Using traditional Sanger fluorescent dideoxy methods on ABI 3730 capillary sequencers, we resequenced HHEX and KCNJ11 in the ARIC cohort. Primers were designed to yield tiled amplicons across the full HHEX (7.9 kb) and KCNJ11 (5.5 kb) genes, including exons and introns and 1.2 kb upstream of the transcriptional start site, so that the coverage began for HHEX at global coordinate (build 36) 94438570 and ended at 94446433, and for KCNJ11 began at 17362320 and ended at 17367885. See Supplementary Table S1 for primer sequences. The design was successful in providing coverage for more than 90% of each gene. Low-quality sequence reads and amplicons that failed to map to the related amplicon in the human reference sequence were removed, leaving 50 amplicons in overlapping tiles across the genes. There was one region that failed to map in HHEX that spanned 442 bp, including 100 bp of the coding region. There were three such regions in KCNJ11: one spanning 43 bp, another spanning 59 bp and a third spanning 537 bp, none of which were in the coding regions. These mapping failures were likely caused by very high GC content interspersed with simple tandem repeats. Trace files have been deposited in the NCBI trace archive under center_name="bcm" and center_project="rhicf".

Genotype calling

Rare variants are a challenge to score by Sanger sequencing, because they are likely to be present in a population sample only as heterozygotes. Heterozygotes are difficult to distinguish from aberrations in Sanger sequencing data, because the PCR products in the sequencing gel come from both chromosomes; hence, heterozygous genotypes appear as a superposition of the two alleles. In particular, a heterozygous SNP resembles a 'double peak' in the Sanger trace file, but so do certain types of noise. The most popular program for analysing Sanger sequence data, phred30, was designed for haploid organisms, and explicitly treats such superposition as a sign of noisy data; hence, it cannot be used to directly identify heterozygous SNPs. Various approaches have been used to overcome this limitation by using only phred to highlight the double peaks, then analysing them separately. However, phred was carefully trained on a substantial corpus of sequencing data, although from haploid clones; therefore, we developed a way to make use of that previous training to evaluate each of the peaks by masking one allele to render our diploid sequence haploid-like (detailed below). In our approach, we effectively separated the colour channels at double peaks to obtain separate phred calls for each possible nucleotide in such a way that, as much as possible, phred would interpret them as clean haploid peaks.

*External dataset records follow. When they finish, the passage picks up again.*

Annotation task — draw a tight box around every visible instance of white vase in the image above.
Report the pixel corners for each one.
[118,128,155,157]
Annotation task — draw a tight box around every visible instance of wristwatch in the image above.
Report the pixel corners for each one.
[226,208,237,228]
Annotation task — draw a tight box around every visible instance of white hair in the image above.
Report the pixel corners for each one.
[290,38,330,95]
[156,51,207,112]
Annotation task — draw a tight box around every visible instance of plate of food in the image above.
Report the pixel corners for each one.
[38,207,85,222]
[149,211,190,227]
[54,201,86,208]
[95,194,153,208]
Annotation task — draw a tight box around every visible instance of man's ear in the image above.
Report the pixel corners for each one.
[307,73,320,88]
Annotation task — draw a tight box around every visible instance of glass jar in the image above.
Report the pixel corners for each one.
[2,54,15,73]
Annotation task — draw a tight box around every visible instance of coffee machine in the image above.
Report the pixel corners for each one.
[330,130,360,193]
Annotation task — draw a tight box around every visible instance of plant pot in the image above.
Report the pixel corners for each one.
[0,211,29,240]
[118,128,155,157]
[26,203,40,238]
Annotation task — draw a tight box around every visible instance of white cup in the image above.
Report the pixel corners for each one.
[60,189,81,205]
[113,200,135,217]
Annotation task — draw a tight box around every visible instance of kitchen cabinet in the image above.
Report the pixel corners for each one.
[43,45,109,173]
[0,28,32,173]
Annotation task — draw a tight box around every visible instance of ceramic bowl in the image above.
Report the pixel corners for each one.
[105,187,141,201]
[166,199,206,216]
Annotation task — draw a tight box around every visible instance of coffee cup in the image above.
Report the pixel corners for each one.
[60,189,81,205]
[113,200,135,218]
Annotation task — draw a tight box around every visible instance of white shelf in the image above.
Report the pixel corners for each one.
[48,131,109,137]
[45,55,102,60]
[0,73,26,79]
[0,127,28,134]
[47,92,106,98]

The distribution of phred software comes with the source code; hence, we were able to modify the way it responds to double peaks in the trace files: we programmed it to zero out each peak channel so that the other peak could be rescored using phred's standard machinery without being confounded by the superposition. Phil Green and Brent Ewing have very generously agreed to permit the use and distribution of our patch to phred, and to continue providing the version of the source code to which it applies (version 0.020425.c.) Once modified, phred reports up to three scores for each of the peaks in a trace file: it always reports the standard phred score, and in the case of a double peak it potentially also reports the two scores obtained by zeroing out each of the peak channels. There is only one instance when these two extra scores are censored: it often happens that the dominant channel for one peak 'runs on' into an overlap with the next peak, creating a double peak that has nothing to do with genetic variation. We programmed phred to ignore a double peak if it immediately follows a peak on the same channel as its minor peak, and the amplitude of the minor peak is <20% of that of the major peak.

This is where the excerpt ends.